NXP Semiconductors and Hitachi Solutions have announced a partnership to develop a new V2X solution targeted at the Japanese market [J-ITS]. The solution will employ an NXP developed V2X modem and processor and a full Hitachi Solutions V2X software stack, providing automakers that target the Japanese market with a head start in the development of their own V2X solutions, whether they are on board units (OBUs) or full Telematics Modules. The solution’s ability to address 5.9GHz and 760MHz V2X implementations means that other markets, such as those in Europe and the United States, could be addressed with a single, reusable design, offering savings in automotive development costs.
V2X technology allows vehicles to “see” around corners and communicate with other cars and infrastructure. It is instrumental in safety critical applications such as platooning and emergency braking and delivers low latency for real-time communication. The technology also operates in a range that exceeds one mile, even in areas where cellular network connections are not available. Providing vehicles with V2X capability requires extensive and costly electronic pre-development work. To meet this need, carmakers have a choice between developing the foundation for these technologies in-house or working with innovative companies to source pre-made solutions.

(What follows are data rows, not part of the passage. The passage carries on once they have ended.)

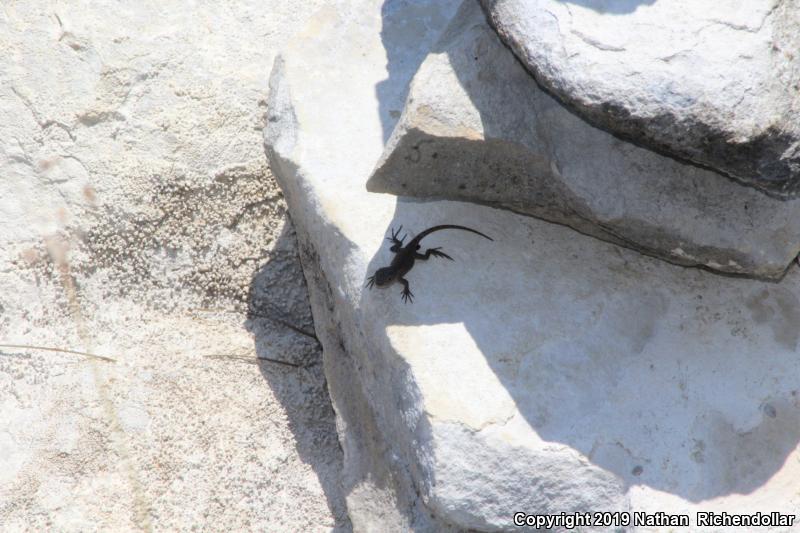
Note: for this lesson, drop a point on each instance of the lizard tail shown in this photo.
(428, 231)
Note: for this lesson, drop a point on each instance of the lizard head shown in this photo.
(384, 276)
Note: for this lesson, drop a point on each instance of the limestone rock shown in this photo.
(716, 83)
(546, 371)
(477, 127)
(138, 219)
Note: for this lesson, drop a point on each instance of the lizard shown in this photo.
(405, 256)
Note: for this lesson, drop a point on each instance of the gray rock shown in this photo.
(711, 82)
(545, 371)
(476, 127)
(138, 218)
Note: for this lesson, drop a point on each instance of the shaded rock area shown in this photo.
(140, 222)
(477, 127)
(716, 83)
(546, 371)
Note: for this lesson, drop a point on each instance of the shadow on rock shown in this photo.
(613, 7)
(278, 298)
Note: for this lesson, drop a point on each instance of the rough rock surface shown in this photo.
(477, 127)
(546, 371)
(138, 219)
(716, 83)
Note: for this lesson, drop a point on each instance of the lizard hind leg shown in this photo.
(406, 295)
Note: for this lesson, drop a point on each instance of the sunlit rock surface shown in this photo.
(546, 371)
(713, 82)
(477, 127)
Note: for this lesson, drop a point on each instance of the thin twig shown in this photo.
(50, 349)
(251, 359)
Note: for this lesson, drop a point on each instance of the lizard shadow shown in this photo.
(662, 376)
(657, 374)
(278, 298)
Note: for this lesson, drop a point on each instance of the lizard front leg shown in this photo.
(397, 244)
(432, 252)
(407, 295)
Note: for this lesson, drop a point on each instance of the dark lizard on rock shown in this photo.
(405, 256)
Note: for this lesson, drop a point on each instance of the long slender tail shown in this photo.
(418, 238)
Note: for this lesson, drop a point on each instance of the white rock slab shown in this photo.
(544, 372)
(477, 127)
(714, 82)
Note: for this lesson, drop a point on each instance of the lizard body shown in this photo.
(405, 256)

To address these expensive pre-development challenges, Hitachi Solutions and NXP have partnered to provide developers for the Japanese automotive market with a flexible DSRC-based V2X solution. The partnership will combine NXP’s V2X chipset and Hitachi Solutions’ V2X Software stack in a solution that is capable of supporting V2X implementations in the EU, US and Korea (5.9GHz) as well as Japan (760MHz).
As part of the cooperation with Hitachi Solutions, NXP will implement the SAF5400, the world’s first automotive qualified, high-performance single-chip DSRC modem that also supports Japan (760MHz). Its unique scalable architecture, industry leading features such as fast startup time, long range, dual digital antenna diversity and leading-edge Software Defined Radio (SDR) technologies offer car makers flexible options for global V2X adoption and field upgradeability. SAF5400 is the 2nd generation of the only global V2X solution and has been proven on the road since 2017.

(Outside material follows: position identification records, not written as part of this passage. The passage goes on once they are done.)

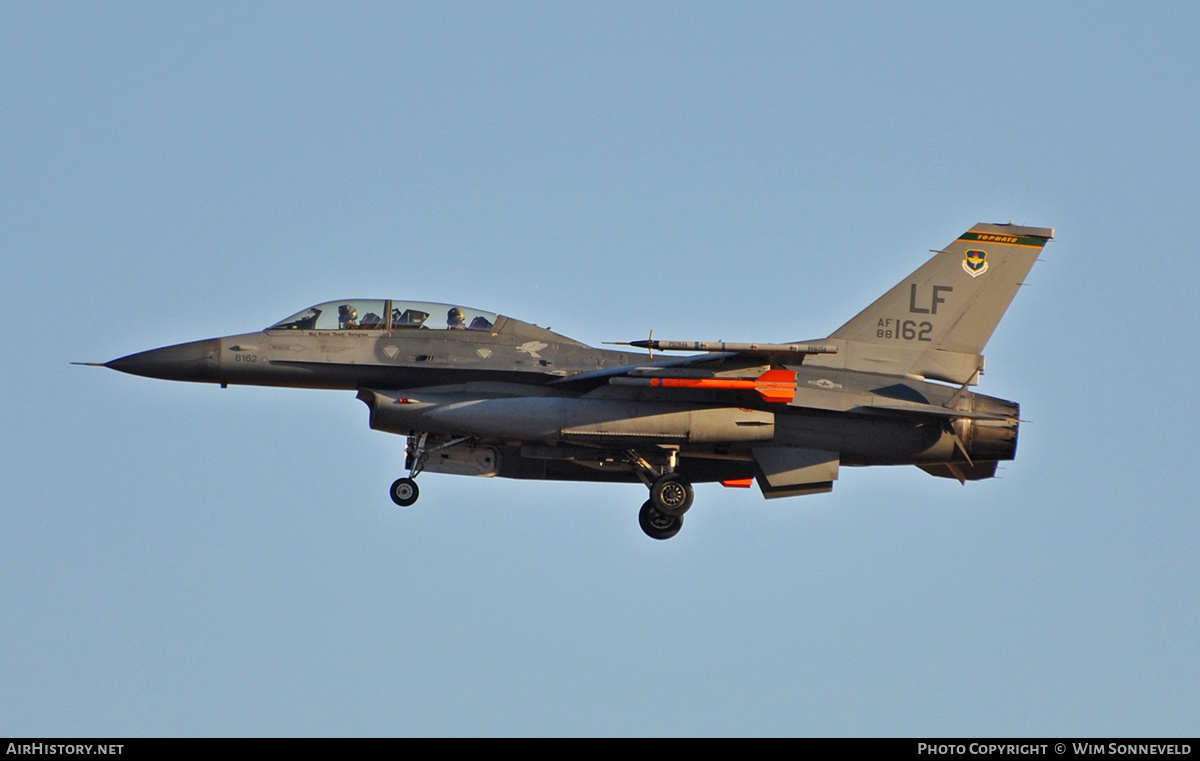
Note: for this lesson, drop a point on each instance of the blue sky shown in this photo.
(181, 559)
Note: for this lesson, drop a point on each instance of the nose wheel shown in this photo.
(405, 491)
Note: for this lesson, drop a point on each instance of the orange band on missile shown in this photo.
(774, 385)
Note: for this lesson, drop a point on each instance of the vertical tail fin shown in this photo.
(936, 322)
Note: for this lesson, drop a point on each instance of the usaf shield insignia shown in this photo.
(975, 263)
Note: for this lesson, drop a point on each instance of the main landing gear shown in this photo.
(671, 496)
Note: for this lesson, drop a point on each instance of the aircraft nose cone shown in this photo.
(185, 361)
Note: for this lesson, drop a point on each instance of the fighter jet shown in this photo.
(481, 394)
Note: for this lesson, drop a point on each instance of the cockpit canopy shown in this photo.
(387, 315)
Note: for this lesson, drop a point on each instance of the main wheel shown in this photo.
(405, 491)
(672, 495)
(655, 525)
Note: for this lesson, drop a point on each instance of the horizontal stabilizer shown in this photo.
(961, 472)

The secure V2X single-chip modem incorporates NXP’s Software Defined Radio technology, which provides customers with a platform that supports different regional standards with a single hardware solution. This integration reduces development, qualification and maintenance efforts significantly and eases the challenges of global V2X rollouts. The modem includes a hardware engine for secure verification of incoming messages. The ultra-compact, single chip integration of analog RF with digital baseband processing provides a flexible architecture for different processor options, dependent on the need of the customer.
The NXP and Hitachi Solutions V2X solution will be available in Japan by 2019 and additional markets of Europe and North America soon after. Hitachi Solutions will support all layers above the SAF5400 firmware including network, facilities and application. NXP and Hitachi Solutions will offer strong Japan-based technical support as well as corresponding support in North America and Europe after additional rollouts.
“We believe this solution will be the best choice for automakers targeting Japanese and global V2X market,” said Hideji Morita, Vice President and Executive Officer, Hitachi Solutions. “Hitachi Solutions is happy to partner with NXP to offer our mutual customers the V2X solution with our robust software stack and NXP’s ground breaking V2X technology.”
“We are pleased to collaborate with Hitachi Solutions on a solution that will enable developers in the Japanese auto market to develop the next generation of V2X for Japan and beyond,” said Patrick Morgan, VP & GM Product Line ADAS Modems, NXP. “Our unique and broad V2X product portfolio combined with Hitachi Solutions’ V2X software stack is a powerful combination.”